Gauna se tranquilizó. El polaco de la tienda, con los ojos celestes, la cara de dormido y el aspecto de gato gordo que duerme adentro, explicaba:

– Lo que no me convence es la escalera… muy angosta… no sé cómo van a sacar el catafalco.

– El ataúd, pedazo de bruto -corrigió el farmacéutico.

– Ah, eso sí -continuaba el polaco-, en las casas, lo primero que yo miro es el ancho de la escalera… no sé cómo van a sacarlo.

Un joven muy bien puesto, al que Gauna observaba con desconfianza, preguntándose si no sería uno de esos que van a los velorios para tomar café, comentó con vehemencia:

– Lo que es un abuso, a esta hora, son los vecinos del tercer piso. Meta música, sabiendo que tenemos arriba un velorio. Si me dan ganas de presentar una queja formal al portero.

Por encima de la chalina con caspa del señor Gómez, Gauna vio que alguien saludaba a Clara. «Quién será ese cabezón», pensó. Era pálido y rubio; creía recordarlo de alguna parte. «Parece que se conocen. Tengo que preguntar a Clara quién es. Ahora no. Ahora sería poco delicado -se dijo-. Pero tengo que preguntarle quién es».

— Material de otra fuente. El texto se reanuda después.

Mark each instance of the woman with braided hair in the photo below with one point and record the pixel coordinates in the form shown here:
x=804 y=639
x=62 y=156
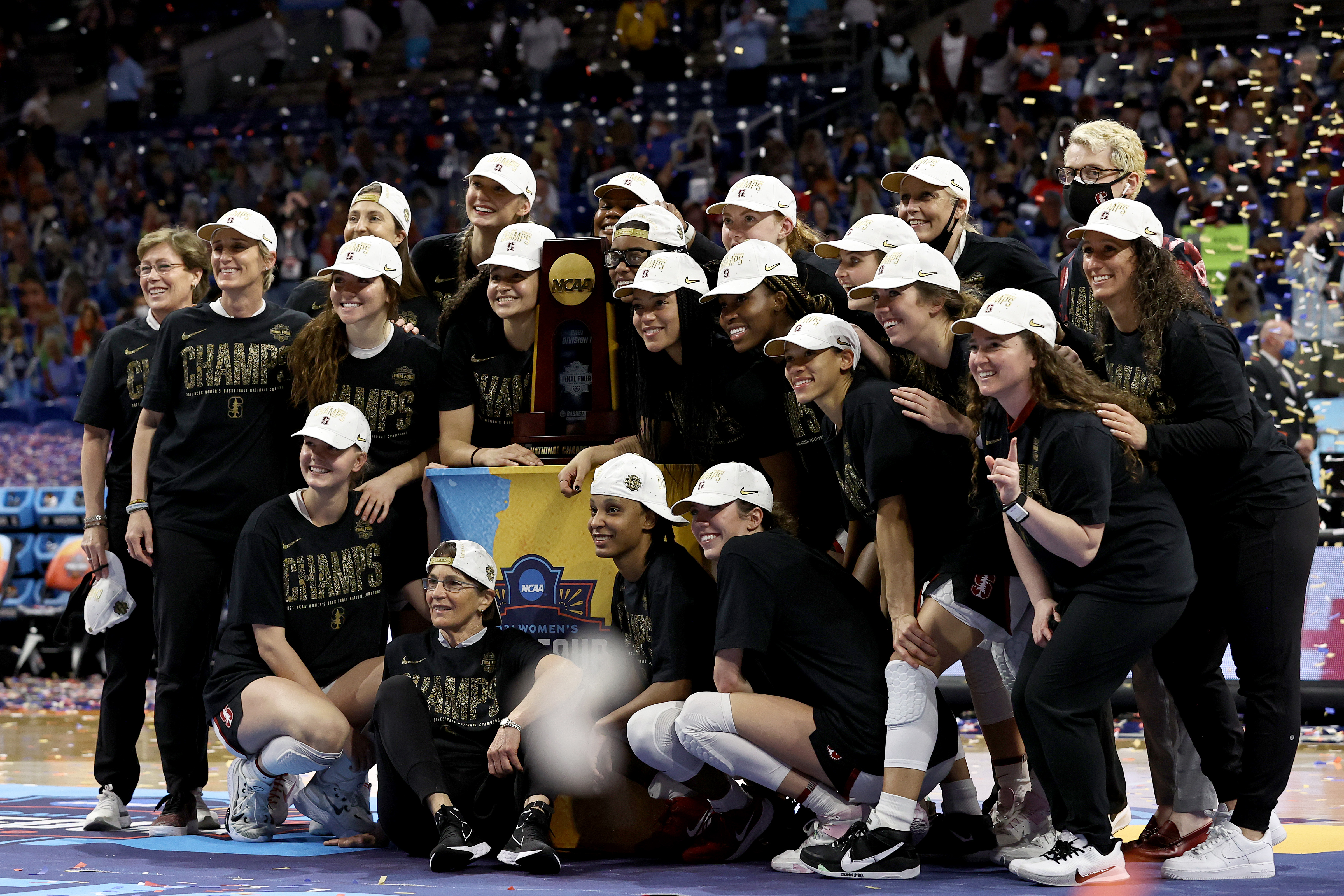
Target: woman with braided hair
x=499 y=193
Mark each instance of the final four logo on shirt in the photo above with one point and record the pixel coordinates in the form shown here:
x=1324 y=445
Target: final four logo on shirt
x=540 y=601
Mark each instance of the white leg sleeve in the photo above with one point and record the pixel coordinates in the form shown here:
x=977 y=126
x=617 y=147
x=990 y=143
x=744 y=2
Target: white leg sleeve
x=912 y=717
x=706 y=730
x=652 y=737
x=988 y=694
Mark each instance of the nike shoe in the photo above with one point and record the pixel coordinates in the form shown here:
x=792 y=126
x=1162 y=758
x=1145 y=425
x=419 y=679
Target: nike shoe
x=1225 y=855
x=867 y=853
x=1073 y=863
x=732 y=833
x=335 y=809
x=960 y=835
x=109 y=815
x=530 y=847
x=249 y=802
x=205 y=817
x=177 y=816
x=459 y=844
x=682 y=823
x=819 y=833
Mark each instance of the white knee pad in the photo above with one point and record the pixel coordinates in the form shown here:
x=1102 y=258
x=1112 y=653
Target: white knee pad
x=912 y=717
x=988 y=694
x=652 y=737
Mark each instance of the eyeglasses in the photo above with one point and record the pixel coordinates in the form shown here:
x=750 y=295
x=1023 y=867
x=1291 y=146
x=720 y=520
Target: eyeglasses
x=632 y=257
x=163 y=268
x=1089 y=175
x=451 y=586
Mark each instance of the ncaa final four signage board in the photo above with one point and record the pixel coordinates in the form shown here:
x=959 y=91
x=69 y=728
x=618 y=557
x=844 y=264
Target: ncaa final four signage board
x=550 y=584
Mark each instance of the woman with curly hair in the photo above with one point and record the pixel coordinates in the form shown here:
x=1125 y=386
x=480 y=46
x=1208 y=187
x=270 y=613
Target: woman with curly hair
x=1101 y=550
x=1244 y=494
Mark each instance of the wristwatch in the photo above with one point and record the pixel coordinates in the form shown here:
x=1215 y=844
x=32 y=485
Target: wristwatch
x=1018 y=510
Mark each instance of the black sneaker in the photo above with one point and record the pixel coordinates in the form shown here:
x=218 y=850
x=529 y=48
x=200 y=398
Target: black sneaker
x=530 y=847
x=866 y=853
x=459 y=844
x=959 y=835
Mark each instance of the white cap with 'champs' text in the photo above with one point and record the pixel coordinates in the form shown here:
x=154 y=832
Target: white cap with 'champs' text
x=367 y=257
x=748 y=265
x=631 y=476
x=816 y=332
x=339 y=425
x=732 y=481
x=1012 y=311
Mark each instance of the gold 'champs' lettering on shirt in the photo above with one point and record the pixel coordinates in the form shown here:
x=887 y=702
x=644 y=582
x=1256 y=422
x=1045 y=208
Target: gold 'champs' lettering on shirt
x=468 y=703
x=502 y=397
x=232 y=366
x=386 y=410
x=1138 y=381
x=314 y=578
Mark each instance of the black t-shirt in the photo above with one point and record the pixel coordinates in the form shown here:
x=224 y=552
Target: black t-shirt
x=397 y=391
x=111 y=398
x=323 y=585
x=764 y=402
x=312 y=296
x=479 y=368
x=1215 y=448
x=1072 y=464
x=881 y=453
x=666 y=617
x=468 y=690
x=224 y=448
x=810 y=631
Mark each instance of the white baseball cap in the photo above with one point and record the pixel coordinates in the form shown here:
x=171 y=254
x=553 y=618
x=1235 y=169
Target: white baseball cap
x=871 y=233
x=519 y=246
x=935 y=171
x=246 y=222
x=508 y=170
x=651 y=222
x=664 y=273
x=339 y=425
x=631 y=476
x=816 y=332
x=643 y=187
x=908 y=265
x=1123 y=220
x=475 y=563
x=1012 y=311
x=367 y=257
x=760 y=193
x=732 y=481
x=390 y=198
x=748 y=265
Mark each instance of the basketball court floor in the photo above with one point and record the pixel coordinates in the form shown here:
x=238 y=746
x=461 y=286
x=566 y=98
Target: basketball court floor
x=48 y=786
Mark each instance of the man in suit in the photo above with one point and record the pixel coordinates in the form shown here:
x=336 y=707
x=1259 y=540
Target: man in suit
x=1281 y=389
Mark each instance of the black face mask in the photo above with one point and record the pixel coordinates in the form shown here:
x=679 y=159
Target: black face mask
x=1080 y=198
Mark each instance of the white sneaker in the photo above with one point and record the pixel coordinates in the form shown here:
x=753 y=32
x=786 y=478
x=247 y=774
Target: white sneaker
x=249 y=802
x=1225 y=855
x=109 y=815
x=1073 y=863
x=205 y=817
x=819 y=835
x=337 y=809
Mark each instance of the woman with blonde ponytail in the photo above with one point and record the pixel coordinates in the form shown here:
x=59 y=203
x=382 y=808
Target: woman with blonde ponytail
x=353 y=353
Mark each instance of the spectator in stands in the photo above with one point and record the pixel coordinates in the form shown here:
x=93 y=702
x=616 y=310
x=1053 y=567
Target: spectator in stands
x=125 y=88
x=360 y=34
x=420 y=25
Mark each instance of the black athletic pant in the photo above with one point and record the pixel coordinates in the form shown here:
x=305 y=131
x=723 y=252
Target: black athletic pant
x=1061 y=691
x=192 y=578
x=1253 y=569
x=412 y=767
x=130 y=652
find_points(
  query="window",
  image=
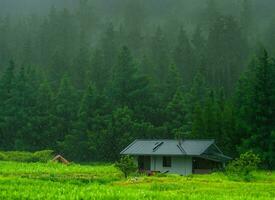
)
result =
(166, 161)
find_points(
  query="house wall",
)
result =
(179, 165)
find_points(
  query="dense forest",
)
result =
(86, 78)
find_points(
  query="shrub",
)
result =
(3, 156)
(22, 156)
(127, 165)
(43, 156)
(244, 166)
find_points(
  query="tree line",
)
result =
(61, 90)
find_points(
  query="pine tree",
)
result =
(176, 116)
(256, 113)
(224, 63)
(42, 123)
(159, 53)
(184, 57)
(7, 85)
(65, 110)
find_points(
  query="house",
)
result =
(177, 156)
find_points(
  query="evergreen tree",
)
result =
(224, 63)
(176, 116)
(257, 108)
(184, 58)
(7, 85)
(65, 110)
(159, 54)
(43, 132)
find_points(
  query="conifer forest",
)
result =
(87, 77)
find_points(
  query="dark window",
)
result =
(166, 161)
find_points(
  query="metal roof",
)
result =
(168, 147)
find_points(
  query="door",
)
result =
(144, 163)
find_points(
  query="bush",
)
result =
(21, 156)
(127, 165)
(3, 156)
(243, 166)
(43, 156)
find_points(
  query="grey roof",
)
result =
(168, 147)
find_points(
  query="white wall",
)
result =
(180, 165)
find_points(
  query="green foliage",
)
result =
(244, 166)
(57, 181)
(20, 156)
(3, 156)
(127, 165)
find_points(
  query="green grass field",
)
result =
(56, 181)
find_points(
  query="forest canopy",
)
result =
(85, 78)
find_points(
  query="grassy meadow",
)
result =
(56, 181)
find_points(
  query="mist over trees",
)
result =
(87, 77)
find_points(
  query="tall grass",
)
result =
(56, 181)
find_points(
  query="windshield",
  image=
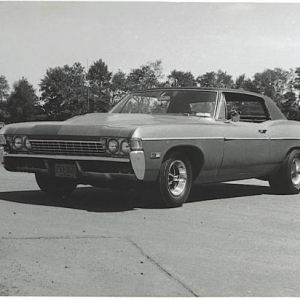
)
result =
(201, 103)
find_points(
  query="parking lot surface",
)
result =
(230, 239)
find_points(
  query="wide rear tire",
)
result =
(175, 180)
(287, 180)
(53, 186)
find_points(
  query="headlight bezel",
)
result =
(125, 145)
(3, 141)
(20, 145)
(117, 146)
(24, 143)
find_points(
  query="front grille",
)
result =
(75, 148)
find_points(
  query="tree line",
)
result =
(71, 90)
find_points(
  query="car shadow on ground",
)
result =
(104, 200)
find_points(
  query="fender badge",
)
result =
(155, 155)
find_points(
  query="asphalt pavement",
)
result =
(230, 239)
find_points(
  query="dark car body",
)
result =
(218, 134)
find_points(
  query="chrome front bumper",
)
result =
(110, 168)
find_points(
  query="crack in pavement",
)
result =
(61, 237)
(162, 269)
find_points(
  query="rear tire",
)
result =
(287, 180)
(175, 180)
(53, 186)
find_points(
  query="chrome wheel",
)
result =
(177, 178)
(295, 171)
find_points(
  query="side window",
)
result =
(248, 108)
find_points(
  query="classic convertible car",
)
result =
(172, 138)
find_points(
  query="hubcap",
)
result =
(295, 171)
(177, 178)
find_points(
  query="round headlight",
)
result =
(113, 146)
(125, 148)
(27, 144)
(18, 142)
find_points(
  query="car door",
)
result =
(246, 141)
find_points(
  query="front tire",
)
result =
(175, 180)
(55, 187)
(287, 180)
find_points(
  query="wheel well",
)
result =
(292, 149)
(193, 154)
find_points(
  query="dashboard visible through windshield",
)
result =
(169, 102)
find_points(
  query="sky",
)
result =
(239, 38)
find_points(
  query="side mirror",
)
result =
(235, 115)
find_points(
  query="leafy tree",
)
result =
(212, 79)
(4, 88)
(278, 84)
(181, 79)
(145, 77)
(118, 86)
(64, 92)
(99, 78)
(4, 93)
(22, 102)
(245, 84)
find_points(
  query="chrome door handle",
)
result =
(262, 130)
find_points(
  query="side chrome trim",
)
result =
(138, 163)
(286, 138)
(183, 138)
(230, 139)
(115, 159)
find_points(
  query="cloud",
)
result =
(274, 42)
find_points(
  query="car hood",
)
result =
(96, 124)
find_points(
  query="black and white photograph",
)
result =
(149, 149)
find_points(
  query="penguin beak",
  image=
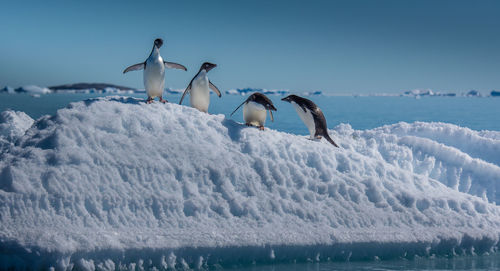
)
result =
(211, 66)
(158, 43)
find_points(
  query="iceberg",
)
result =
(32, 89)
(114, 183)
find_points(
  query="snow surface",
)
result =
(13, 124)
(113, 183)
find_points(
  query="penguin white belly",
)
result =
(307, 118)
(200, 93)
(254, 114)
(154, 77)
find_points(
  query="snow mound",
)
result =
(113, 183)
(13, 124)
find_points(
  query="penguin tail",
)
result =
(327, 137)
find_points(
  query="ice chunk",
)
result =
(115, 183)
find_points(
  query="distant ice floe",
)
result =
(113, 183)
(32, 89)
(248, 91)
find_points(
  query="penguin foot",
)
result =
(163, 100)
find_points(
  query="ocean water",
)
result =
(359, 112)
(476, 263)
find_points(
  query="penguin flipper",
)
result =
(214, 88)
(239, 107)
(185, 91)
(271, 114)
(172, 65)
(135, 67)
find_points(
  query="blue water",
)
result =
(476, 263)
(359, 112)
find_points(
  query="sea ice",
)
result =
(113, 183)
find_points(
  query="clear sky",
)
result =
(333, 46)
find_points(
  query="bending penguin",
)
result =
(199, 88)
(255, 110)
(312, 117)
(154, 72)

El frágil señor Gómez continuaba:

– Estamos prendidos a la vida con todas nuestras garras. El gran hombre se reconoce en que parte como Taboada, sin presentar batalla inútil, con presurosa y casi alegre resolución.

Con el pretexto de saludar, Gauna se acercó al grupo de las señoras. El rubio se fue. La señora de Lambruschini estuvo muy cariñosa. Gauna pensó: «La turquita mejora cada día, pero lo que es la novia de Ferrari, da miedo». La conversación y el café ayudaron a pasar la noche. En un rincón, unos jugaban al truco, pero fueron mal vistos por los demás.